Police cuts are "here to stay" according to Chief Inspector of the Constabulary Sir Tom Winsor.

The head of the police watchdog said there is room for further cuts but acknowledged that the police would have to focus more on serious crime.

Sir Tom said the police need to "work smarter" as inevitably the service will be smaller as he called for more action to tackle cyber crime.

His comments contrasted with those of Scotland Yard commissioner Sir Bernard Hogan-Howe, who last month warned of a threat to public safety without radical reform of the police in the face of budget cuts.

Association of Chief Police Officers president Sir Hugh Orde also claimed last month that police forces were struggling to deal with reductions in funding.

But Sir Tom said further cuts are inevitable.

He told BBC Radio 4's The World This Weekend: "Austerity is here to stay.

"The police have already made and done it well in the main, cuts of 20% in the last four years, and they are facing cuts of a further 5% next year.

"There will inevitably be a time where they can't take any more but let us remember that measured crime has fallen dramatically but so have the demands made on the police.

"We are heading for a smaller police service."

Asked if there was room for further cuts, Sir Tom said: "In some respects there are further efficiencies to be obtained, that is undoubtedly the case.

"They need to work smarter because they will be working smaller."

Sir Tom said police forces have not done enough work to analyse new demands being made on them, particular with regards to cyber crime.

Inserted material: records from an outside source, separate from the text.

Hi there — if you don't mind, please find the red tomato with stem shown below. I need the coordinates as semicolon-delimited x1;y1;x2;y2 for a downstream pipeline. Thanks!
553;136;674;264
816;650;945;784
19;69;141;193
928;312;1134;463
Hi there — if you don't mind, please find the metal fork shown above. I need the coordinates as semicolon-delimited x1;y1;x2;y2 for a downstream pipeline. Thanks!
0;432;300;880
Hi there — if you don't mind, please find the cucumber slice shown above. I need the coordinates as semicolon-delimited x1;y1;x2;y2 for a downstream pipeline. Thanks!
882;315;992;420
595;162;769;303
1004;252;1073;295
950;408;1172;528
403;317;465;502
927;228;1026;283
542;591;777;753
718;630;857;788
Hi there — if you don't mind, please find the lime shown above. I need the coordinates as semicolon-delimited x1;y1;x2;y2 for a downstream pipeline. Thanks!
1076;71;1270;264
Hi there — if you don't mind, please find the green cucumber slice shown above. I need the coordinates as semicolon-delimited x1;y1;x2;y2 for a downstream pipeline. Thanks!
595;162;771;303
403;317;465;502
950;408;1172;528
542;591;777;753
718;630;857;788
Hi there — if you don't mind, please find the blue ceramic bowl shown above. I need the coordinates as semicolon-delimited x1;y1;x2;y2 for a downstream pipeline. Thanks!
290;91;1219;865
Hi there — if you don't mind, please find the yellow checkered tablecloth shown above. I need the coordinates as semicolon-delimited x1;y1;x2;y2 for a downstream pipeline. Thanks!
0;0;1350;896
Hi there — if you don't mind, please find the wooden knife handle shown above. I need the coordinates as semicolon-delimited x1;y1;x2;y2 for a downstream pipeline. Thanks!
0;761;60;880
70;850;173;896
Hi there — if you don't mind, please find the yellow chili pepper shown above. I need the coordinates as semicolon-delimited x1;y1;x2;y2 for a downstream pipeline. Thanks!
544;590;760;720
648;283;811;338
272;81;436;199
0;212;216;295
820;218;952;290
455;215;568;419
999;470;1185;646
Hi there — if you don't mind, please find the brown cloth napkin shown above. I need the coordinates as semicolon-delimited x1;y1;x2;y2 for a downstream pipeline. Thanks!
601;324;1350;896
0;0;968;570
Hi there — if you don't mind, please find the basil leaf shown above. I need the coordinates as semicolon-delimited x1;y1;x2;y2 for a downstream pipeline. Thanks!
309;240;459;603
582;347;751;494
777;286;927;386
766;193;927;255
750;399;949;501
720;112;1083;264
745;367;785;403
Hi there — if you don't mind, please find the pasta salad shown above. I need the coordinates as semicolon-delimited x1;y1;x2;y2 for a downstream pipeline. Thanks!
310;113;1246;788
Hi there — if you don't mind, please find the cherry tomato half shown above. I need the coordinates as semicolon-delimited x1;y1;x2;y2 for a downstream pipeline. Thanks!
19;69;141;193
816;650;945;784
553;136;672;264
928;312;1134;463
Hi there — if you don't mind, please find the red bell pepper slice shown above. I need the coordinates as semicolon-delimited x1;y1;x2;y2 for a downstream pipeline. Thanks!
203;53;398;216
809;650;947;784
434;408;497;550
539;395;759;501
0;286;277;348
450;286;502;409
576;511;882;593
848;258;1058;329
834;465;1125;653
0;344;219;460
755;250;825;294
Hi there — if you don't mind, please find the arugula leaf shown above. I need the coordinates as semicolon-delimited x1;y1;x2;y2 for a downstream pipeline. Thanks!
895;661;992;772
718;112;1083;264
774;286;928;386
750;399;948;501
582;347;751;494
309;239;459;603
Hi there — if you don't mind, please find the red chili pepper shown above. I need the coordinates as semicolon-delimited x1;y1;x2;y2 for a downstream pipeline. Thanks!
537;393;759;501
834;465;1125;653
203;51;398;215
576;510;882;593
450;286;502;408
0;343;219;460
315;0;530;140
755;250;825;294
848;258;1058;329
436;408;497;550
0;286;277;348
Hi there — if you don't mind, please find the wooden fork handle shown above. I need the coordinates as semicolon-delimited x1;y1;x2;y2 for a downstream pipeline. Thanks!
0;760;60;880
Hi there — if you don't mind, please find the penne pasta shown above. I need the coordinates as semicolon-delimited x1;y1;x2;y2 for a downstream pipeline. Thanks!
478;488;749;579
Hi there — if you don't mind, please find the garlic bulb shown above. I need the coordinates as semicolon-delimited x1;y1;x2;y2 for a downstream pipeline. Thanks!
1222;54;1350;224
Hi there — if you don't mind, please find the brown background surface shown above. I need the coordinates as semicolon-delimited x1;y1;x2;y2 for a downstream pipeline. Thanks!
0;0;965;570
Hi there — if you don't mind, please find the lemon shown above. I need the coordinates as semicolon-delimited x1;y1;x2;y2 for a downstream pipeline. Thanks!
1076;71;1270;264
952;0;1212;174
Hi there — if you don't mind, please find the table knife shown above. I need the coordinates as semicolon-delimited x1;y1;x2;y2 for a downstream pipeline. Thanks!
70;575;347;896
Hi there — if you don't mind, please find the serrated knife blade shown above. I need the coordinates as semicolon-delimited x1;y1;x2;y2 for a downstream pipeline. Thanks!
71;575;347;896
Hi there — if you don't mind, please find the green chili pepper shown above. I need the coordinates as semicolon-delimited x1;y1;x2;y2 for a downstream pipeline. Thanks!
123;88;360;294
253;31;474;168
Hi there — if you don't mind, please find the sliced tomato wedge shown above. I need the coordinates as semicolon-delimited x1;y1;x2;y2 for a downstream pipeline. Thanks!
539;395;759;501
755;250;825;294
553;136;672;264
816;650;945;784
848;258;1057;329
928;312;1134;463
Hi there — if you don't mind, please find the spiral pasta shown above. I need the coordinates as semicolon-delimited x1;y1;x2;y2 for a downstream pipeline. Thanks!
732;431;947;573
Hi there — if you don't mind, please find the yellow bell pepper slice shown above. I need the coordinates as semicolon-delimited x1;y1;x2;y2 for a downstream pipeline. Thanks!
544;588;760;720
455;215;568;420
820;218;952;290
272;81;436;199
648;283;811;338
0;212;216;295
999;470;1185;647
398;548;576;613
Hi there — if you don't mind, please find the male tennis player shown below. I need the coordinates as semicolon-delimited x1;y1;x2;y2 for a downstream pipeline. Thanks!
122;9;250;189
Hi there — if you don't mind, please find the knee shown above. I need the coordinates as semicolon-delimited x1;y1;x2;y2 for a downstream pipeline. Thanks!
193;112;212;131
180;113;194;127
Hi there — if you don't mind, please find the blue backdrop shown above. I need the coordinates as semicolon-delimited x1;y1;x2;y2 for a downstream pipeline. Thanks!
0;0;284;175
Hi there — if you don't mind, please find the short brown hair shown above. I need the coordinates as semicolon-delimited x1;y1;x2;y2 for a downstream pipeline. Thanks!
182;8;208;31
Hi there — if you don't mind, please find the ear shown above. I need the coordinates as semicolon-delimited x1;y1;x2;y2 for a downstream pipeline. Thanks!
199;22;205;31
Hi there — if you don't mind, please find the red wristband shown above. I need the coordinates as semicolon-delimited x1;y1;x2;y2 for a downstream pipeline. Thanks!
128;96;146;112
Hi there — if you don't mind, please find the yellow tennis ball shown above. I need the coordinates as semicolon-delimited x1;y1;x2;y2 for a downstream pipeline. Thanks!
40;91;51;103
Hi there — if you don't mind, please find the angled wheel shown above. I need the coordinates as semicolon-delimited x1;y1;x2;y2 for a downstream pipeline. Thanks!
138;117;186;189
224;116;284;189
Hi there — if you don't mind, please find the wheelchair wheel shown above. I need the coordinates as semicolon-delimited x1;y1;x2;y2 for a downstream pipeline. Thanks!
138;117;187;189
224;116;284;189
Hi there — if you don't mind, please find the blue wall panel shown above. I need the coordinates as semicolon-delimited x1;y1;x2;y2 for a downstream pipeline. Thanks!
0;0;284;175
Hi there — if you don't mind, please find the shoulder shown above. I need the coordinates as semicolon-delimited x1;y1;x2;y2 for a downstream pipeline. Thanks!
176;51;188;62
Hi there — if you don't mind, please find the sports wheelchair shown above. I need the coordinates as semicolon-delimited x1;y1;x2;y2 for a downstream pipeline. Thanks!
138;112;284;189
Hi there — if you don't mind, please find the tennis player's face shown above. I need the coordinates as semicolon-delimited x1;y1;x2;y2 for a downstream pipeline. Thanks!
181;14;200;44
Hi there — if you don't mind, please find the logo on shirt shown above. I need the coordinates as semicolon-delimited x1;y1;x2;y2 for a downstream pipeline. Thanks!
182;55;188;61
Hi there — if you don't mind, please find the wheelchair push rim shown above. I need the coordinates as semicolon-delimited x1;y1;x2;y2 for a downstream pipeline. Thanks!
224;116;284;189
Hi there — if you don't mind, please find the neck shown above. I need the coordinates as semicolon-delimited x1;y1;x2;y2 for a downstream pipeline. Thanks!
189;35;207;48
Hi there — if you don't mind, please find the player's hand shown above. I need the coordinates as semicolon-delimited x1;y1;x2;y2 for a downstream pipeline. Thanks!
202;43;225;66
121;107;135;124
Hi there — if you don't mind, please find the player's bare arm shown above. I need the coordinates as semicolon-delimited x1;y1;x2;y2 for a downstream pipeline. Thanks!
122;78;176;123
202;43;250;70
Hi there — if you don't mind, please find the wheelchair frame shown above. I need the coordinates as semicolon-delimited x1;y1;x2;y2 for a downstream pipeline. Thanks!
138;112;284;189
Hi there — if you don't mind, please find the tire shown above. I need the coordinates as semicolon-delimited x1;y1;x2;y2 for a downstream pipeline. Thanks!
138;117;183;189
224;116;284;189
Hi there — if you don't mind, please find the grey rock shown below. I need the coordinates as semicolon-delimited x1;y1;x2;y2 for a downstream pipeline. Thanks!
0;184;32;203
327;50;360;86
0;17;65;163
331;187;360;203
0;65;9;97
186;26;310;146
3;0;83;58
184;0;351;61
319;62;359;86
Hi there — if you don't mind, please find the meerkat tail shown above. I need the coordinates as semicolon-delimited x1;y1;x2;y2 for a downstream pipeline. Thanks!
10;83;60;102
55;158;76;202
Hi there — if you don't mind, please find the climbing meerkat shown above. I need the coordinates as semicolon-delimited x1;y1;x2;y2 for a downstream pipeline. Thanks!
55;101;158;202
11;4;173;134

He said: "Any crime that is reported to the police has to be taken seriously, however there are crimes that are more serious than others.

"Nobody would argue that shoplifting is as serious as a violent assault and therefore the police need to look for the crimes that matter most to people, that do greatest harms to communities - serious and organised crime, drugs, violent offences, the grooming and sexual exploitation of children.

"Those are things that need to be properly assessed and the police I'm afraid to say have done very little adequate work in modelling, in assessing, in measuring, in analysing the demands that are made on them on a national and regional basis.

"It means that they need to understand the kinds of crimes that people are experiencing now - cyber crime, cyber enabled crime, the sexual exploitation of children, crimes that are either enabled by the internet or indeed carried out using the internet."